Dunn and Norton ground the 'make it a treat' principle in a fundamental feature of human psychology called hedonic adaptation: people adjust to positive stimuli remarkably quickly, returning to baseline satisfaction regardless of the quality or quantity of good things in their environment. The first bite of a favorite food tastes better than the tenth; the first month in a new house feels more exciting than the twelfth.
The practical implication the authors draw is counterintuitive: deliberately limiting access to pleasurable things preserves their pleasure. An experiment Dunn conducted found that people who were asked to go without chocolate for a week reported more enjoyment when they finally ate it than people who had continuous access. The scarcity reset their hedonic baseline.

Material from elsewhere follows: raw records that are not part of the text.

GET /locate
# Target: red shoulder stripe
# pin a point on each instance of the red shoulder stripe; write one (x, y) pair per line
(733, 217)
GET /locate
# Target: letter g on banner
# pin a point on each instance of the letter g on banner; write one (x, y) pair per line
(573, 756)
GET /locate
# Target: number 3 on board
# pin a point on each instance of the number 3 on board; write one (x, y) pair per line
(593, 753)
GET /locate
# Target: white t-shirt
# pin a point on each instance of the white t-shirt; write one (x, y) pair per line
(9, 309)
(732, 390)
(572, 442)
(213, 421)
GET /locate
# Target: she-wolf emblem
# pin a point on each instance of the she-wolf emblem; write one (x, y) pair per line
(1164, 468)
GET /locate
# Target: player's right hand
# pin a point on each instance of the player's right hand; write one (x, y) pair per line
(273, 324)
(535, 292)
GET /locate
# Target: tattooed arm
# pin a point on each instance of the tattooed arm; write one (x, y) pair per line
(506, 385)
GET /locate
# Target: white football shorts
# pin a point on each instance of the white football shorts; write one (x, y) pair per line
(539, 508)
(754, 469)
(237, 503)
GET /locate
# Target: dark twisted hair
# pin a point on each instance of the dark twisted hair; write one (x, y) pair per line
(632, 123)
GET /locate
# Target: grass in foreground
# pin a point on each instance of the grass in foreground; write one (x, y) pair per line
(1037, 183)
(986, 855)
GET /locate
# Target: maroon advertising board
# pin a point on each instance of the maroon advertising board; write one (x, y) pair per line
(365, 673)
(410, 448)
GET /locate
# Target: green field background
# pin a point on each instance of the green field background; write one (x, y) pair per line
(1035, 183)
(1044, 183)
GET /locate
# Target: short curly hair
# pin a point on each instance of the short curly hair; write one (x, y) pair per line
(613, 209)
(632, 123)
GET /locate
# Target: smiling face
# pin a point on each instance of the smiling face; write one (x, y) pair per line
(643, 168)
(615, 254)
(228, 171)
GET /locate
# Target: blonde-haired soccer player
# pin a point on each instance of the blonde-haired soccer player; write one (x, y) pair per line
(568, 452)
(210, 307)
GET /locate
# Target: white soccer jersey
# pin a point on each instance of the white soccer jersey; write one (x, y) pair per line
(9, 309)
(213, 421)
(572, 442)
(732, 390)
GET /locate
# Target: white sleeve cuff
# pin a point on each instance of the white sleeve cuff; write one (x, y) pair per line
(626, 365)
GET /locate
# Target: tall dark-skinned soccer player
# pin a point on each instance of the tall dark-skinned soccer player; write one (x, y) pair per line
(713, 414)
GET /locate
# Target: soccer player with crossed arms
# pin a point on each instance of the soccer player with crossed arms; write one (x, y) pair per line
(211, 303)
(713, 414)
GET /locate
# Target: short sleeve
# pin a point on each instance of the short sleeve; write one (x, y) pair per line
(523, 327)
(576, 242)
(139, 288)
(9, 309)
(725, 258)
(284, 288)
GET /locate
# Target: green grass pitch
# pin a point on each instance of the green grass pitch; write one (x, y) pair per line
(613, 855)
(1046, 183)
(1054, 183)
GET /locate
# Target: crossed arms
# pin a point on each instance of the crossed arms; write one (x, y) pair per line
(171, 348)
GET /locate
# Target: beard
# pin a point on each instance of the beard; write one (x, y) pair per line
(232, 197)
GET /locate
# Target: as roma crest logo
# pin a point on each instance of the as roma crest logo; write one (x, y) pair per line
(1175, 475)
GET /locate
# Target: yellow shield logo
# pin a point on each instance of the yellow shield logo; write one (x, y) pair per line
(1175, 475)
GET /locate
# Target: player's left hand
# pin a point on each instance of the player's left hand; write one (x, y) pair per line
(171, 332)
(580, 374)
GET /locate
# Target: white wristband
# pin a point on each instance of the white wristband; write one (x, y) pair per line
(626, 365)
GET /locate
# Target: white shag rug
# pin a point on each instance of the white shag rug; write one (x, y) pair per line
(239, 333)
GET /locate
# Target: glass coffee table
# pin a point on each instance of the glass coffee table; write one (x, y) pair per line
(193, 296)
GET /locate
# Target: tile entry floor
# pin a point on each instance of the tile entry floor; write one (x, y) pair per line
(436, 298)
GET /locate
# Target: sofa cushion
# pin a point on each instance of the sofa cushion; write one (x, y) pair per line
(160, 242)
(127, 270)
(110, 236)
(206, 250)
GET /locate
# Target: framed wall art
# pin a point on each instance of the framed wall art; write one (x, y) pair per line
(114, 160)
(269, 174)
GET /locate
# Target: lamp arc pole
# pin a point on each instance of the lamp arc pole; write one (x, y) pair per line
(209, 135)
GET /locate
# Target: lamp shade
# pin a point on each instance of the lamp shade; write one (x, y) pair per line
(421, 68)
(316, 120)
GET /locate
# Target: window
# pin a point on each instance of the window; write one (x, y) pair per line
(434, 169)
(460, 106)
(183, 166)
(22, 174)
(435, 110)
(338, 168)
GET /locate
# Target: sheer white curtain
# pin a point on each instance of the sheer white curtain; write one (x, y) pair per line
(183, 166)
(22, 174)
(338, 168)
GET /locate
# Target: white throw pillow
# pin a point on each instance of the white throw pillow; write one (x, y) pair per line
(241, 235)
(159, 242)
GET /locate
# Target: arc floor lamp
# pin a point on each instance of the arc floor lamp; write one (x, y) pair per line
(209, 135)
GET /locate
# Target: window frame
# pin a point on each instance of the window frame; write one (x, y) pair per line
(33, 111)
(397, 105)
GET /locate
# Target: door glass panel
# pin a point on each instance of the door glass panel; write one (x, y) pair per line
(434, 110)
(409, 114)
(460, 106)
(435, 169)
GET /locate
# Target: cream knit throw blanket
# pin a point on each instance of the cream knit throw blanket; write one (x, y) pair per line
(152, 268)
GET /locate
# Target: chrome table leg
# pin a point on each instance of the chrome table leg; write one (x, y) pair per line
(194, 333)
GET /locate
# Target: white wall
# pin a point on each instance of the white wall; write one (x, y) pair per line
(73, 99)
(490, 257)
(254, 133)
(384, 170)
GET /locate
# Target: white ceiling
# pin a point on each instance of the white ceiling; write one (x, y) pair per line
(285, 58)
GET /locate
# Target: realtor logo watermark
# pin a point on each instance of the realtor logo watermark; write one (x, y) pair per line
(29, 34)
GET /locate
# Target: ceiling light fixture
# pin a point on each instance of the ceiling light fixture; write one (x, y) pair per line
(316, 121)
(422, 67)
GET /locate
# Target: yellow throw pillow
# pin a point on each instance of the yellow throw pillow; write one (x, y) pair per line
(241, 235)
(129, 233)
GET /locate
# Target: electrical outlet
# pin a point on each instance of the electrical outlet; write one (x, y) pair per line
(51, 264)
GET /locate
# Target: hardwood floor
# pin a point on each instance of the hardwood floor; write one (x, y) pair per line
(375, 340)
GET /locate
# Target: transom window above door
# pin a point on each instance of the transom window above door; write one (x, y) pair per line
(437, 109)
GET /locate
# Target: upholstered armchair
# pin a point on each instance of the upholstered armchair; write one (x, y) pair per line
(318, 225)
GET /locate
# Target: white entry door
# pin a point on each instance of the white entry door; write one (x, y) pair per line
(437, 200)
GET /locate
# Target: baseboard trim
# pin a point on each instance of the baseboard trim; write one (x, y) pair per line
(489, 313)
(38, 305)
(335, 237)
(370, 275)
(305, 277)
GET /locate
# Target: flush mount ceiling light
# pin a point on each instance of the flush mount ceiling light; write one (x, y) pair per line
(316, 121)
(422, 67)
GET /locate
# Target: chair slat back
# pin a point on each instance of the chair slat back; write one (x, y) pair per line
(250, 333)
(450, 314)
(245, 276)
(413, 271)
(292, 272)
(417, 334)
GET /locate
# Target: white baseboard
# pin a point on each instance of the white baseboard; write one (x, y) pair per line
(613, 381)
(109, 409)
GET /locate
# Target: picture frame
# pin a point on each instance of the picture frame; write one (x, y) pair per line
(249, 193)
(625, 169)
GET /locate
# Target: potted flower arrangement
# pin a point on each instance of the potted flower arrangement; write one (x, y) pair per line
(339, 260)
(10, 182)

This principle maps directly onto spending behavior and consumer choice. The proliferation of streaming services, on-demand delivery, and instant consumer access to virtually any product has saturated the hedonic experience for many people — everything is available, so nothing feels special. Strategically reintroducing scarcity — eating at a favorite restaurant monthly rather than weekly, taking vacations that are planned and anticipated rather than impulsive and frequent — can restore the pleasure that abundance has flattened.
For financial planning, this is a genuine alignment between happiness research and spending discipline. Reducing consumption frequency of pleasurable things simultaneously saves money and increases the happiness return per dollar spent — a rare case where the psychologically optimal strategy and the financially optimal strategy point in the same direction.